Vasant Tendulkar et al.

Scientists have devised a browser-based exploit that allows them to carry out large-scale computations on cloud-based services for free, a hack they warn could be used to wage powerful online attacks cheaply and anonymously.

The method, described in a research paper scheduled to be presented at next month's Computer Security Applications Conference, uses the Puffin mobile browser to push computationally intensive jobs onto a cloud-based service that was never intended for such purposes. Normally, Puffin and other so-called cloud-based browsers are used only to accelerate the loading of Web pages on mobile devices by rendering JavaScript, images, and text from disparate sources on a server and only then delivering it to the smartphone or tablet. That's more efficient than relying on mobile devices with limited computing power to render such content themselves.

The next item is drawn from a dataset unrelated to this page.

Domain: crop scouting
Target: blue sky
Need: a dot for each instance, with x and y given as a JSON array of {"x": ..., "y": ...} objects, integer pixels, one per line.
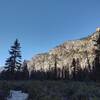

Now, computer scientists at North Carolina State University and the University of Oregon have demonstrated a way to abuse such services. By creating a customized browser that mimics Puffin, they were able to trick the cloud-based servers it relies on to count words, search for text strings, and carry out other tasks the service was never designed for—free and semi-anonymously. Out of ethical considerations, they limited both the scope and workload imposed on the cloud resources, but they warned less-scrupulous attackers could use similar techniques to perform powerful denial-of-service attacks and password cracks.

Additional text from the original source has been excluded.